People with disabilities rise to the #JerusalemaDanceChallenge
28 Oct 2020
By Nkhensani Hlungwani
Persons with disabilities from Wheels of Change, a non-profit organisation that offers skills development programmes for people with disabilities, responded to the call from President Cyril Ramaphosa to celebrate and embrace Heritage Day on September 24, by joining the #JerusalemaDanceChallenge.
The participants were seen doing the dance in a video clip posted by their organisation on Facebook. It featured 10 dancers in three rows, four of whom were wheelchair users. The video was recorded in a street of Vosloorus, a township southeast of Johannesburg in the City of Ekurhuleni.
The secretary and board member of Wheels of Change, Pearl Nkosi (24), told ThisAbility that they faced many challenges during the course of their dance, which led them to put more effort to practise and it helped them to succeed with their dance.
“The issue of having to dance and keep to the routine while on a wheelchair was an issue but with more practice we managed to come on top,” she says.
Viewers of the video on Facebook were impressed when they saw people on wheelchairs doing the dance challenge. Wheels of Change CEO Thami Mankenkeza(37) says “It was great to read positive comments from the public reactions we received. We were overwhelmed as an organisation.”
Wheels of Change was launched in 2017 after founder Mankenkeza had noticed a need and a gap for skills development among people with disabilities.

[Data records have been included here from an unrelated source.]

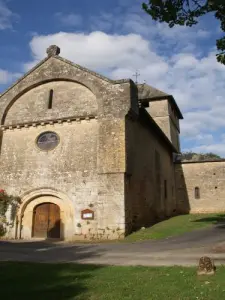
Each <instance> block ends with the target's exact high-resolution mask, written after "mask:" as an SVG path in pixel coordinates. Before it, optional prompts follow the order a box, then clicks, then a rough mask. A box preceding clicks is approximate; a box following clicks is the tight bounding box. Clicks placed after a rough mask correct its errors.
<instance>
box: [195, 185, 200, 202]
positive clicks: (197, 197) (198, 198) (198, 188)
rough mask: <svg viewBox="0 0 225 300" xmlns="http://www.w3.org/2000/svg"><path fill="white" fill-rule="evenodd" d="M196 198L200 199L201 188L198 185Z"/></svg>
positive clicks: (196, 193)
mask: <svg viewBox="0 0 225 300" xmlns="http://www.w3.org/2000/svg"><path fill="white" fill-rule="evenodd" d="M195 199H200V189H199V187H198V186H196V187H195Z"/></svg>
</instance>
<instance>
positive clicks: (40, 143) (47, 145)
mask: <svg viewBox="0 0 225 300" xmlns="http://www.w3.org/2000/svg"><path fill="white" fill-rule="evenodd" d="M36 143H37V146H38V148H39V149H41V150H43V151H50V150H53V149H54V148H55V147H57V146H58V144H59V136H58V134H56V133H55V132H52V131H46V132H43V133H41V134H40V135H39V136H38V138H37V141H36Z"/></svg>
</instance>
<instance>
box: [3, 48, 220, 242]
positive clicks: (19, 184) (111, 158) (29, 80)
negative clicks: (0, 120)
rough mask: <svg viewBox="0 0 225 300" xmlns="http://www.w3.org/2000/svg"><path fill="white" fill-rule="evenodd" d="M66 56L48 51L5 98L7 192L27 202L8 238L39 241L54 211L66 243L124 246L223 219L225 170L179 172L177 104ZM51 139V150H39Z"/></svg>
mask: <svg viewBox="0 0 225 300" xmlns="http://www.w3.org/2000/svg"><path fill="white" fill-rule="evenodd" d="M59 53H60V49H59V48H58V47H57V46H50V47H49V48H48V49H47V57H46V58H45V59H44V60H42V61H41V62H40V63H39V64H38V65H36V66H35V67H34V68H33V69H32V70H31V71H29V72H28V73H27V74H25V75H24V76H23V77H22V78H20V79H19V80H18V81H17V82H16V83H15V84H14V85H12V86H11V87H10V88H9V89H8V90H6V91H5V92H4V93H3V94H2V95H1V96H0V120H1V127H0V165H1V169H0V170H1V171H0V173H1V177H0V188H1V189H4V190H5V191H6V192H7V193H8V194H11V195H15V196H19V197H20V198H21V201H22V203H21V205H20V207H19V209H18V211H17V214H16V216H15V219H12V214H11V213H10V209H9V211H8V212H7V218H8V221H9V223H10V226H8V228H7V236H8V237H9V238H24V239H31V238H35V234H34V232H36V231H37V230H36V227H35V226H37V225H36V223H35V222H37V221H36V220H38V222H39V226H40V228H42V227H41V226H42V225H43V224H42V223H41V222H44V221H43V220H44V219H43V218H44V217H43V216H45V215H44V213H45V212H42V213H40V212H39V213H40V215H39V213H37V212H38V208H43V207H44V206H43V205H44V204H46V203H47V204H52V205H54V208H55V209H56V208H57V210H59V214H60V219H58V220H57V222H59V224H60V231H59V237H60V238H61V239H66V240H76V239H87V240H91V239H102V240H105V239H118V238H123V237H124V236H125V235H127V234H129V233H130V232H132V231H133V230H136V229H139V228H141V227H142V226H150V225H151V224H153V223H155V222H157V221H159V220H162V219H164V218H168V217H170V216H172V215H174V214H177V213H180V212H184V211H185V212H189V211H192V212H200V211H201V212H202V211H203V212H204V211H209V210H210V211H214V210H219V211H221V210H223V202H222V201H221V199H222V197H223V169H224V167H223V163H221V162H218V163H216V162H215V163H205V164H201V165H198V164H185V165H184V164H183V165H179V164H175V163H174V157H175V156H174V155H175V154H176V153H178V152H179V150H180V146H179V133H180V127H179V120H180V119H182V118H183V117H182V114H181V112H180V110H179V108H178V106H177V104H176V102H175V100H174V99H173V97H172V96H171V95H168V94H165V93H163V92H161V91H159V90H157V89H155V88H152V87H151V86H149V85H146V84H144V85H138V84H134V82H133V81H132V80H130V79H123V80H117V81H113V80H110V79H108V78H106V77H104V76H101V75H99V74H97V73H95V72H92V71H90V70H88V69H85V68H83V67H81V66H79V65H76V64H73V63H72V62H70V61H67V60H66V59H63V58H61V57H60V56H59ZM48 133H49V136H51V138H52V137H54V138H55V139H56V140H57V143H56V144H55V147H53V148H52V149H50V150H49V149H48V150H46V149H45V148H43V149H42V148H40V144H39V139H40V137H41V136H43V140H42V141H43V143H46V141H45V139H46V136H47V134H48ZM56 140H55V141H56ZM50 142H51V141H50ZM214 173H215V174H214ZM209 182H210V184H208V183H209ZM195 186H199V187H200V193H201V199H198V200H195V199H193V188H194V187H195ZM212 198H213V202H212ZM49 207H50V206H49ZM52 207H53V206H52ZM48 214H50V212H48ZM49 216H50V215H48V217H49ZM49 218H50V217H49ZM49 220H50V219H49ZM51 220H52V219H51ZM53 220H54V218H53ZM34 228H35V230H34ZM40 228H39V229H40ZM57 228H58V227H57Z"/></svg>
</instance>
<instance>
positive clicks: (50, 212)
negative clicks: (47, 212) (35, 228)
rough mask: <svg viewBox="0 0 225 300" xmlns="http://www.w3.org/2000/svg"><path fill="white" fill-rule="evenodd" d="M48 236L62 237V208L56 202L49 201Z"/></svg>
mask: <svg viewBox="0 0 225 300" xmlns="http://www.w3.org/2000/svg"><path fill="white" fill-rule="evenodd" d="M48 220H49V223H48V237H49V238H60V210H59V207H58V206H57V205H56V204H53V203H49V216H48Z"/></svg>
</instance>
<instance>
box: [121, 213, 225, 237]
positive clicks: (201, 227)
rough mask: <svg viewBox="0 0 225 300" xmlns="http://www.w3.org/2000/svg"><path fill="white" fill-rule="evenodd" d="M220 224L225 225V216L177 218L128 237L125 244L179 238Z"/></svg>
mask: <svg viewBox="0 0 225 300" xmlns="http://www.w3.org/2000/svg"><path fill="white" fill-rule="evenodd" d="M219 222H224V223H225V214H196V215H191V214H190V215H182V216H176V217H173V218H171V219H169V220H166V221H162V222H160V223H157V224H155V225H153V226H152V227H149V228H146V229H144V230H143V229H142V230H139V231H137V232H134V233H132V234H131V235H129V236H127V237H126V238H125V239H124V240H123V242H137V241H143V240H150V239H153V240H156V239H162V238H167V237H170V236H177V235H180V234H183V233H186V232H190V231H193V230H196V229H200V228H204V227H209V226H212V225H213V224H217V223H219Z"/></svg>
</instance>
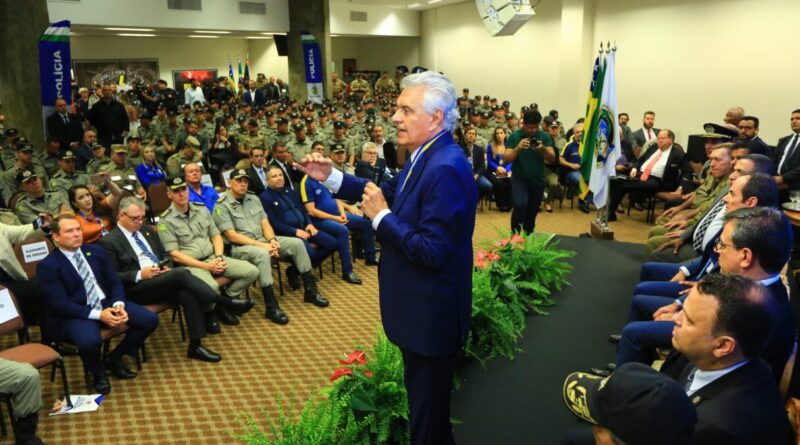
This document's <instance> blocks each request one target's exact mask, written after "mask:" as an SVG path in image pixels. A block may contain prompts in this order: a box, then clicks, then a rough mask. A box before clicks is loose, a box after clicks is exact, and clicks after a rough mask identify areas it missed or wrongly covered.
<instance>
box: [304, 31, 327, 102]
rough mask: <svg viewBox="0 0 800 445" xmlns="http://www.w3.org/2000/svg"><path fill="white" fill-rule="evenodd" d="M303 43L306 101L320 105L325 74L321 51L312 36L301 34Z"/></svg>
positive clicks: (304, 32) (321, 100)
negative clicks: (305, 79) (306, 98)
mask: <svg viewBox="0 0 800 445" xmlns="http://www.w3.org/2000/svg"><path fill="white" fill-rule="evenodd" d="M300 39H301V40H302V42H303V62H304V65H305V67H306V90H307V91H308V100H310V101H312V102H315V103H318V104H321V103H322V99H323V94H322V83H323V82H324V79H325V77H324V76H325V74H324V73H323V71H322V51H320V49H319V42H317V39H316V38H314V36H313V35H312V34H309V33H305V32H304V33H301V35H300Z"/></svg>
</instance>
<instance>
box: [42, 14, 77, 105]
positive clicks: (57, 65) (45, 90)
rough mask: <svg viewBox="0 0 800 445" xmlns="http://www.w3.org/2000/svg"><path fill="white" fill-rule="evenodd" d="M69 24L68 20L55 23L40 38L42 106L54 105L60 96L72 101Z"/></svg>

“I saw that this programme will improve the standard of living and encourage participation in the economy by people with disabilities and create a way to full potential life if implemented properly by people with disabilities themselves,” he says.
According to the Wheels of Change website, their aim is to upskill people with disabilities by creating entrepreneurs among people with disabilities, reducing reliance on grants, fighting for the rights of people with disabilities and assisting with mobility aids.
The coordinator of Wheels of Change, Phumzile Ntuli(38), told ThisAbility that through the #JerusalemaDanceChallenge she learned that everything is possible if you put your mind to it. “There is life after disability. Make sure you go out there, meet other people with disabilities, learn from them and make the most of it,” she says.